Zu Studienzeiten bin ich an den Setzkästen in der Druckerei unserer FH lediglich vorbeigegangen, voller Demut für das Handwerk, aber auch mit großer Erleichterung, da mein Schwerpunkt im Studium die Arbeit am Computer sein sollte. Mit DTP wurde der Schriftsatz revolutioniert und vereinfacht. Beim Entwerfen von und beim Arbeiten mit Schriften bedienen wir uns aber immer noch der ursprünglichen Begriffe.
Dieser Artikel ist losgelöst von tagesaktuellen Themen. Er ist als Typographie-Basiswissen gedacht und vor allem auch als Mitmachwerk, denn vollständig wird die Liste erst, nachdem die aufgeführten Begriffe und ihre grafische Aufbereitung kritisch von allen Seiten beäugt werden. Sicherlich gibt es noch den ein oder anderen Begriff, der in diese Liste gut hineinpasst.

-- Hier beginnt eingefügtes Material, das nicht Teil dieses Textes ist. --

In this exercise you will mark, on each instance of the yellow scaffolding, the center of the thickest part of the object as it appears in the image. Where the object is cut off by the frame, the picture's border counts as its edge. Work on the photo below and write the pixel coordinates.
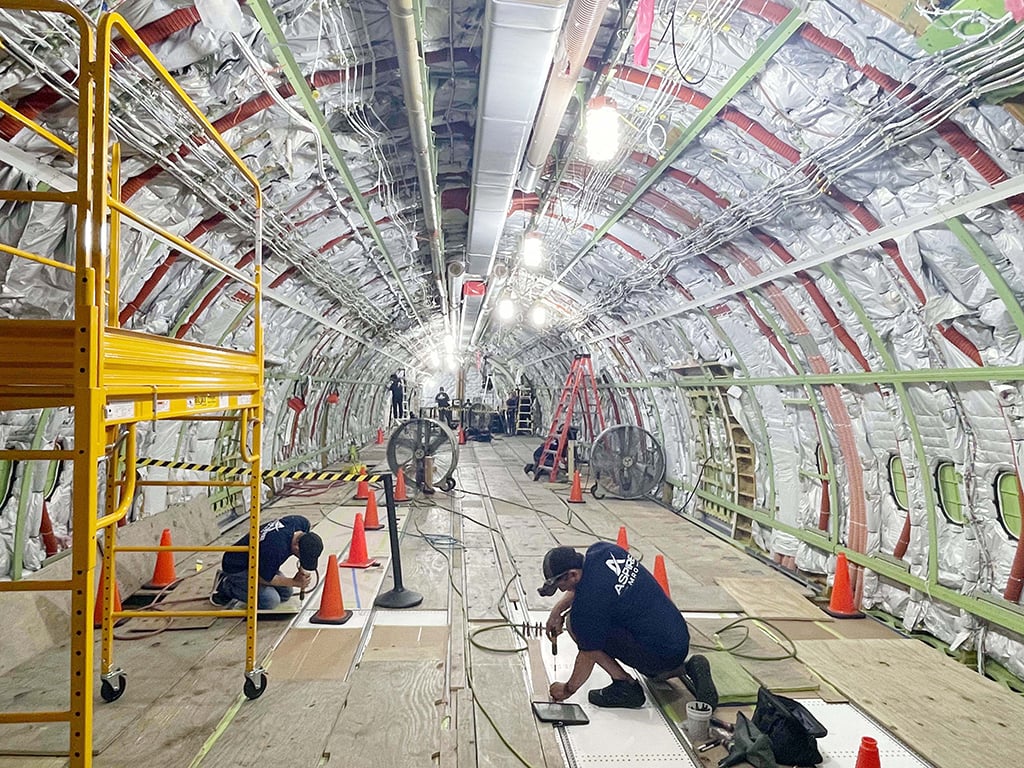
(114, 379)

Dargestellt sind in diesem Artikel die beim Schriftentwerfen zu gestaltenden Elemente der Buchstaben. Beim Satz spricht man von den „druckenden Teilen“. Im Gegensatz zur Makrotypographie, bei der es etwa um den Satzspiegel oder der Schriftgröße geht, wird in dieser Auflistung der Bereich der Mikrotypographie oder Detailtypographie behandelt.
Danke an alle, die diese Liste komplettieren und verfeinern möchten und Danke auch an jene, die eine ähnliche Zusammenstellung ins Netz gestellt haben.
Das Poster
Es gibt zu diesem Thema auch ein Poster im A1-Format, das man für 16 Euro plus Versandkosten bestellen kann. Ebenfalls nicht unerwähnt bleiben darf natürlich der Link zum gleichnamigen Buch.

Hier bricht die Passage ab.